You obviously don’t want your systems participating in this worldwide botnet, so you have to be very careful that that type of malware is not installed onto these systems. Some malware is all about the money. It wants you to look at advertising. Whenever you visit any web page, advertisements appear inside the web page or extra pop up boxes appear with advertising on them. And the bad guys are hoping that they can install as much malware on as many systems as possible because they’re making money every time they show you an ad.

Some of this malware viruses and worms can encrypt your data and you have to pay the malware author to get a key that can then decrypt all of your personal data. You may want to make sure that your backups are working properly and that you have the latest antivirus and anti-malware signatures on your computer. The reason malware has become such a problem is that it’s getting very good at how it embeds itself on our systems. Assuming that your users are not clicking on a link in an email or visiting a site they should not visit, one of the ways that malware starts is by taking advantage of a vulnerability with an application or with the operating system.

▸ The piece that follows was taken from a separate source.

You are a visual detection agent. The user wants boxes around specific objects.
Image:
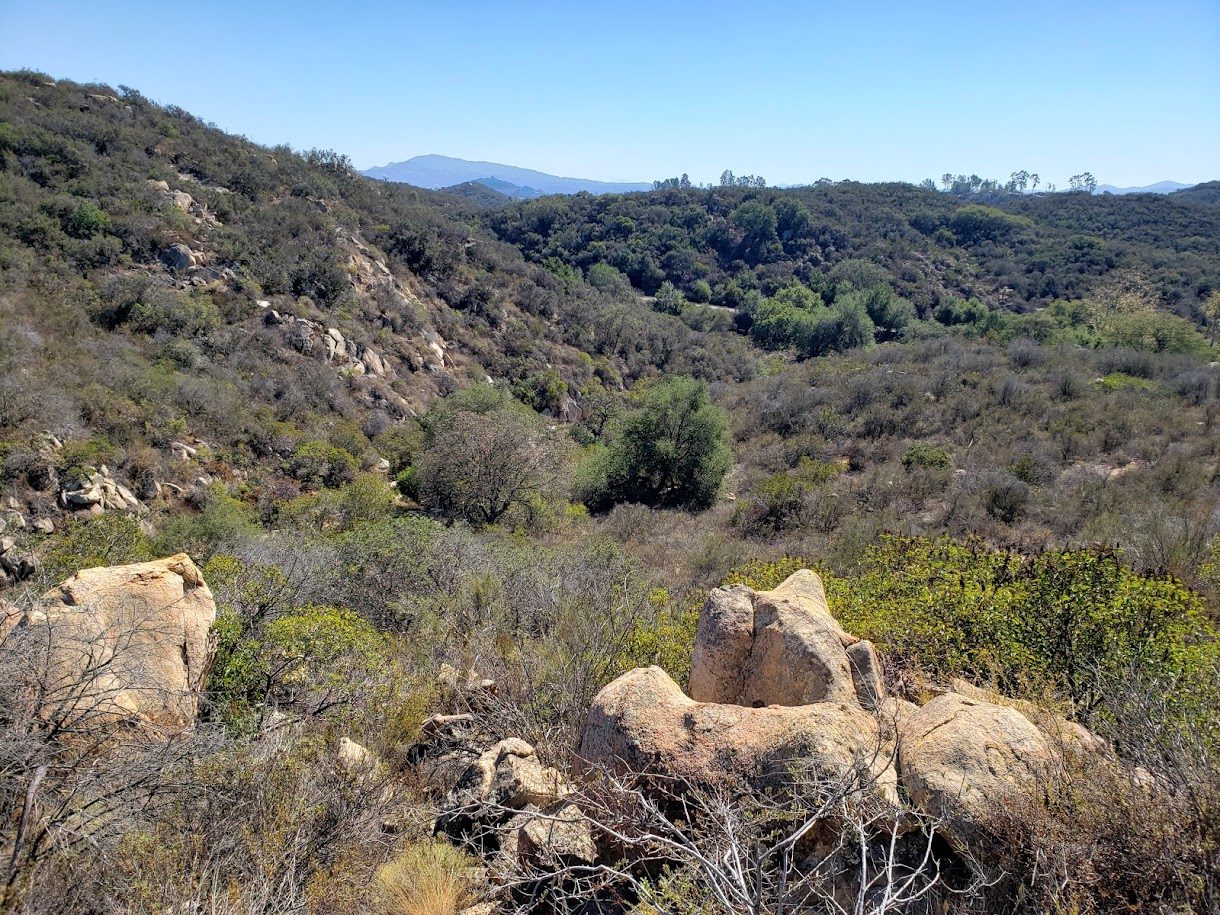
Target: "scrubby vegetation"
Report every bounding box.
[0,72,1220,915]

It will embed their code inside of the operating system at that point, and then they’re able to perform anything they’d like. They could even sit there without installing anything and later on provide access to that system through a back door that they then can use to install additional software onto your computer. To start this process though, the computer has to run an executable. It might be a link from an email that you’re clicking. We do not want to click any links inside of an email because of that.

Maybe visit a website and get a pop up message that says software needs to be updated when, in reality, no software really did need to be updated. That’s just another way the malware uses to get onto your system. Maybe it’s a drive-by download. You visit a website and just by visiting a page, it begins to download a file to your computer.

Or it might be a worm that hops from computer to computer taking advantage of a known vulnerability and embedding itself on as many systems as possible. The key is to keep your operating system updated. Make sure that you’re installing all of the latest patches and you’re staying up to date with all of the application updates as well.